Con À bout de souffle, nel 1960, Godard sancisce il passaggio al nuovo cinema rischiando proprio tanto quanto il protagonista del film manifesto della Nouvelle Vague. La visione di Godard introduce innovazioni cinematografiche rivoluzionarie figlie della spavalderia di classe che lo contraddistingue. Ad esempio, colloca Coutard (direttore della fotografia) sul sedile posteriore a girare le scene in macchina su strada, all’aria aperta, non più in studio come si preferiva all’epoca.
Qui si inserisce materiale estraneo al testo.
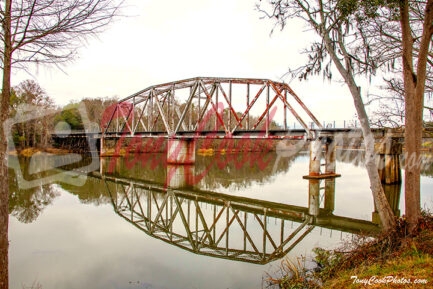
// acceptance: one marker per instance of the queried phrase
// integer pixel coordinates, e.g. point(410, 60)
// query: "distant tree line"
point(28, 97)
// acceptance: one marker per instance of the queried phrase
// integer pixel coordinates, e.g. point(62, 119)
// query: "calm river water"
point(226, 222)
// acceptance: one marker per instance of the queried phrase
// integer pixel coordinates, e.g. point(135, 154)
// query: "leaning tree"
point(41, 32)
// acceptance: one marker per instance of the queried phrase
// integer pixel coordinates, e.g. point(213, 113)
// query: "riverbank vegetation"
point(395, 259)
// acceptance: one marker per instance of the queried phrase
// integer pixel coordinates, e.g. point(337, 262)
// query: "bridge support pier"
point(180, 176)
point(392, 193)
point(314, 196)
point(181, 151)
point(388, 160)
point(319, 147)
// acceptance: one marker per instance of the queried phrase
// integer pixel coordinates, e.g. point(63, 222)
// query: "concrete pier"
point(322, 148)
point(180, 176)
point(181, 151)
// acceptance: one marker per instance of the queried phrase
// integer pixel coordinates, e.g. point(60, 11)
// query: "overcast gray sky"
point(162, 41)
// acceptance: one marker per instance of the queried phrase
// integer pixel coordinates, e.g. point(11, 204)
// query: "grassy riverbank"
point(393, 260)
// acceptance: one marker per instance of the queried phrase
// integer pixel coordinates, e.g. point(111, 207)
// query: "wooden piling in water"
point(388, 160)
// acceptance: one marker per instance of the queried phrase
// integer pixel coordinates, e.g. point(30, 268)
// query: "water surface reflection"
point(65, 236)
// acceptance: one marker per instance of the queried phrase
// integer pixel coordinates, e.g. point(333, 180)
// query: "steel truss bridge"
point(220, 225)
point(211, 107)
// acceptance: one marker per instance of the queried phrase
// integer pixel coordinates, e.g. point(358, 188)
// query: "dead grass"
point(396, 254)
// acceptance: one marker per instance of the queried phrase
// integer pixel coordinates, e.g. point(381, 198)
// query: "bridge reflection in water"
point(225, 226)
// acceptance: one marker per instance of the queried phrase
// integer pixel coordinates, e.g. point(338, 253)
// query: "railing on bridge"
point(226, 105)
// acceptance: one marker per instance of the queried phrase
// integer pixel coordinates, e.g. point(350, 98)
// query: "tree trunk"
point(4, 180)
point(414, 88)
point(386, 215)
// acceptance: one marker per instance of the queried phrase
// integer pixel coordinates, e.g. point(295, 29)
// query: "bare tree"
point(338, 45)
point(42, 32)
point(360, 37)
point(414, 78)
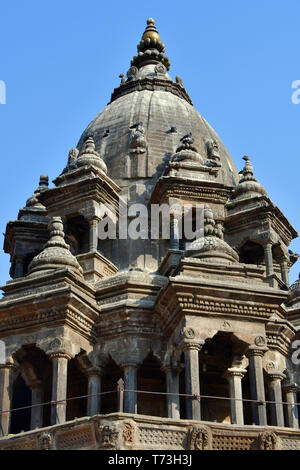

Il ladro Michel, interpretato dall’indimenticabile Jean-Paul Belmondo, è pronto a tutto pur di essere quel che è: se stesso fino all’ultimo respiro. Perché il pneuma è il soffio vitale che ci accompagna dalla nascita, il ritmo del prendere e del lasciare, attivo e passivo, e ci corrisponde, adesivo, vita natural durante. Una scena eloquente è quella in cui Michel alla guida, cappello e sigaretta, vaneggia sull’onda dell’euforia affermando di non voler “frenare mai“. “É normale: i delatori denunciano, i ladri rubano, gli assassini uccidono, gli innamorati si amano” – aggiunge Michel. Insomma, lui è un ladro e ruberà fino all’ultimo respiro.
Ieri Belmondo ha lasciato molti appassionati di cinema senza respiro consegnando se stesso alla ritrovata eternità. Aveva 88 anni e oggi riposa nel cimitero di Montparnasse a Parigi.